İyi ki kitaplar yazılmış, iyi ki kitapların filmleri çekilmiş, iyi ki resimler yapılmış, iyi ki o günler sanatla anlatılmış. Yoksa nereden bilecektik o günlerde hayatın nasıl yaşandığını.
Arkada bu tarz belgeler bırakılmış olmasaydı tarih kazanı içinde Hitler ile Kleopatra, Kirli İzabel ile Stalin, Kanuni ile Gandi hep birlikte kaynayacaktı ihtimal. Hepsi tarih çöplüğünde birbirine karışacaktı.
Neden o zaman?
Bunca belge ile her şey bilinmesine rağmen tarih tekerrürden ibarettir sözü niyeyse gündemden hiç düşmüyor. Anlaşılan o ki, tarihler değişse de insanın özü hiç değişmiyor.
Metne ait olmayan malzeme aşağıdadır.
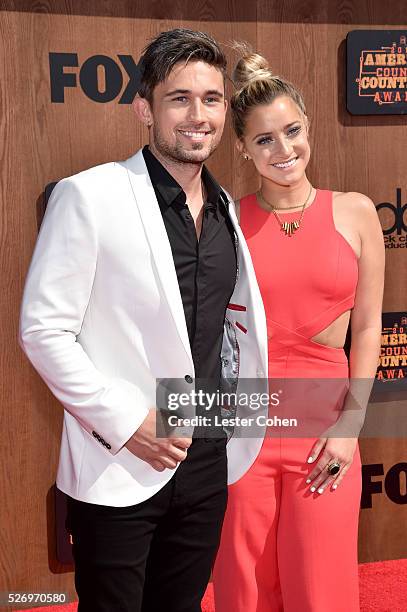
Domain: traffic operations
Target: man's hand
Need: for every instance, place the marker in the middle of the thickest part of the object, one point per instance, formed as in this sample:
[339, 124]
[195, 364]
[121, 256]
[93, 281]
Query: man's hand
[160, 453]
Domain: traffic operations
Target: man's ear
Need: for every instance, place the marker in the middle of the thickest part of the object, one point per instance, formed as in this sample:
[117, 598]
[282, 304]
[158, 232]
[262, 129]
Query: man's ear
[241, 149]
[142, 108]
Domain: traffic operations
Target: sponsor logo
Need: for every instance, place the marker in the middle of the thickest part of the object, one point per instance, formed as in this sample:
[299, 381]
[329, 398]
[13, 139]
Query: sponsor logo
[375, 482]
[393, 218]
[100, 77]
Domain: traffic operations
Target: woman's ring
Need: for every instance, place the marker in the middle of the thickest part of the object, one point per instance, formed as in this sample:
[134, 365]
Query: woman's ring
[333, 468]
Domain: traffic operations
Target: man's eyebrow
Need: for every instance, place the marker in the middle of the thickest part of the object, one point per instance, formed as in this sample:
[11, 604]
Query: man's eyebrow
[285, 128]
[177, 92]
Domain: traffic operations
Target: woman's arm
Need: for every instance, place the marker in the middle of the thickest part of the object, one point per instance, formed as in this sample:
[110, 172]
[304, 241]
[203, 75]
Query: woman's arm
[365, 346]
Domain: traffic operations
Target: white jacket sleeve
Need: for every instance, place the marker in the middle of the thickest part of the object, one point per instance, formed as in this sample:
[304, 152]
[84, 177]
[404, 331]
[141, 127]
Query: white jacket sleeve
[56, 296]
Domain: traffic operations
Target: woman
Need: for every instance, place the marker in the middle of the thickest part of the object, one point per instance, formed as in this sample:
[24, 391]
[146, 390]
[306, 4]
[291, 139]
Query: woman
[289, 540]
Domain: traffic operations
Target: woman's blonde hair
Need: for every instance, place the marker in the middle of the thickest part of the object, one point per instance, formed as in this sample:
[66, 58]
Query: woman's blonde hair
[256, 84]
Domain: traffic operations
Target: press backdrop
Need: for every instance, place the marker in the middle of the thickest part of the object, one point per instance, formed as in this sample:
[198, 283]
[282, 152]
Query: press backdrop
[43, 140]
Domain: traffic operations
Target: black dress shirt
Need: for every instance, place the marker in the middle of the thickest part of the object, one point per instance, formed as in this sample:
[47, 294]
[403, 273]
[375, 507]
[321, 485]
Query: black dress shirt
[206, 268]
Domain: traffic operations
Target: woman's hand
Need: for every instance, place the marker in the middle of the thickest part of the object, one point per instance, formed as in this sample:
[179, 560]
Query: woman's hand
[327, 450]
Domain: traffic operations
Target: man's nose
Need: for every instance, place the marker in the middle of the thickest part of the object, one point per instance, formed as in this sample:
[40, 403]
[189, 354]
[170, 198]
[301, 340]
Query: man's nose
[196, 111]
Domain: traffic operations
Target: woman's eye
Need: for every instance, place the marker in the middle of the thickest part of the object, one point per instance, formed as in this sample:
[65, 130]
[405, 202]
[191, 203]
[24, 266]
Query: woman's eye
[264, 140]
[293, 131]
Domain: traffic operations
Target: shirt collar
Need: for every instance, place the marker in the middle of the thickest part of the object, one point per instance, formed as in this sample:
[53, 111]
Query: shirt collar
[168, 187]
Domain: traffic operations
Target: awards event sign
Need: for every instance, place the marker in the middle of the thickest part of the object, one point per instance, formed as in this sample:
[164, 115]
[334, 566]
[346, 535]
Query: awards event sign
[377, 72]
[391, 374]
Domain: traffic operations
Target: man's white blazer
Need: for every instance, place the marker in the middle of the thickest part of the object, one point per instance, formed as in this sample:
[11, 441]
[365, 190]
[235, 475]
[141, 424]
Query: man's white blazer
[102, 319]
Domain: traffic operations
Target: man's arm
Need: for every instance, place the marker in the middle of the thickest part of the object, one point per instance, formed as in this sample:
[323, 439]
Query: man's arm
[56, 296]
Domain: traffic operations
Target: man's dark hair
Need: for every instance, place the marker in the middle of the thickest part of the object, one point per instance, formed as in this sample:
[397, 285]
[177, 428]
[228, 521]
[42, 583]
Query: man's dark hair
[169, 48]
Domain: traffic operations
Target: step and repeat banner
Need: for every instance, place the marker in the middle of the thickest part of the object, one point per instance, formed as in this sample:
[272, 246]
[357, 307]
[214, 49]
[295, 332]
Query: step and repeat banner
[66, 86]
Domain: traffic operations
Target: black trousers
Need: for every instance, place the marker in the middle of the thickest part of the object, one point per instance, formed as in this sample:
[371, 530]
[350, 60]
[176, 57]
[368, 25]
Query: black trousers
[155, 556]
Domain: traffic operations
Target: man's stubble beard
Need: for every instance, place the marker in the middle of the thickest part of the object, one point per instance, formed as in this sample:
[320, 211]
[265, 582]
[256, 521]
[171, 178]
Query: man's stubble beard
[178, 154]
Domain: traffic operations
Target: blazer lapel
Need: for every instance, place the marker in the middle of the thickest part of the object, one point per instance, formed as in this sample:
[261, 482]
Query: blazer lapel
[157, 237]
[247, 288]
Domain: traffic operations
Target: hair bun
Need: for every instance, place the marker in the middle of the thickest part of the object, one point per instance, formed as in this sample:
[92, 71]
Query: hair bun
[251, 67]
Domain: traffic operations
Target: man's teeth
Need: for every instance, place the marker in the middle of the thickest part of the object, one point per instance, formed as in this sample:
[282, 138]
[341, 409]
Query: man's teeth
[198, 135]
[286, 164]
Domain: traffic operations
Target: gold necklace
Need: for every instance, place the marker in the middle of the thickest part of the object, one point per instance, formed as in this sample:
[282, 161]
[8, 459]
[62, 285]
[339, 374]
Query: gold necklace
[288, 227]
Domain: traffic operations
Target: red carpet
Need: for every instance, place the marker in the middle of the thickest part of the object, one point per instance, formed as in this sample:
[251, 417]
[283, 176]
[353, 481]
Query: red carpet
[383, 588]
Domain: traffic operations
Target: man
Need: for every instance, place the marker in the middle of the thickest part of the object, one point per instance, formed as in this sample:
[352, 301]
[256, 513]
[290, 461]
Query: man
[134, 269]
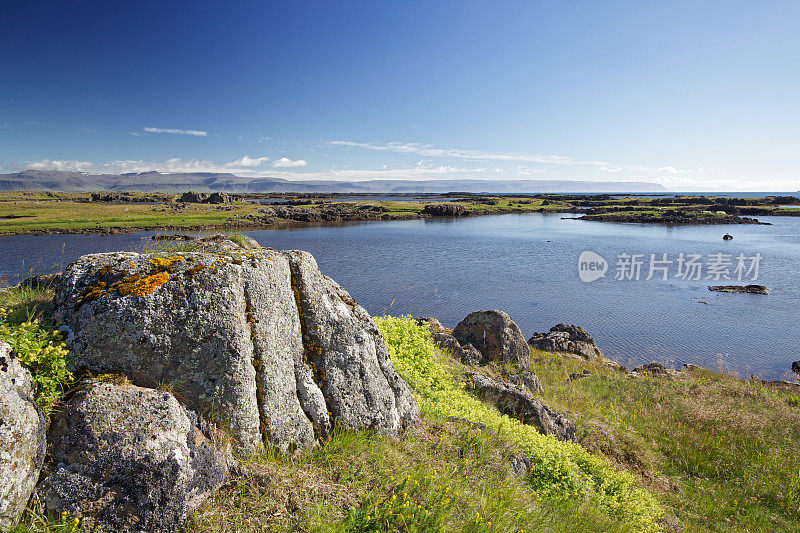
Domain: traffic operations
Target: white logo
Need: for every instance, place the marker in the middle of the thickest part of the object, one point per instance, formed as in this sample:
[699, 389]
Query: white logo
[591, 266]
Gücü elinde tutan yönetici kişi güç sarhoşluğuna öyle bir kapılıyor ki, gün gelip kendi elleriyle beslediği canavarın kurbanı olmaktan kurtulamıyor.
Oysa neyi isterse onu beslemek onun ellerinde değil miydi?
Giyotin 1977’de tarih oldu
Fransız doktor Joseph Guillotin’in 'insani bir yöntem' olarak icat ettiği başı vücuttan hızlıca ayırmaya yarayan giyotin (Dul Kadın), Fransız ihtilalinden itibaren Fransa’nın tek tip ölüm cezası yöntemi olarak kabul edildi. Krallık devrinde Fransa’da asilzadeler kafaları kılıçla kesilerek, hırsızlar asılarak, dinden sapanlar yakılarak, kral ailesinden birini öldürmeye yeltenenler kol ve bacakları dört farklı ata bağlanarak, kalpazanlar kaynar suda haşlanarak cezalandırılıyordu. Fransa’da son giyotin idamı, bir kadını işkence edip öldüren Tunuslu Hamid Candubi’nin 1977’deki idamı oldu. İdam cezası Fransa’da 1981’de çıkarılan bir yasayla kaldırıldı.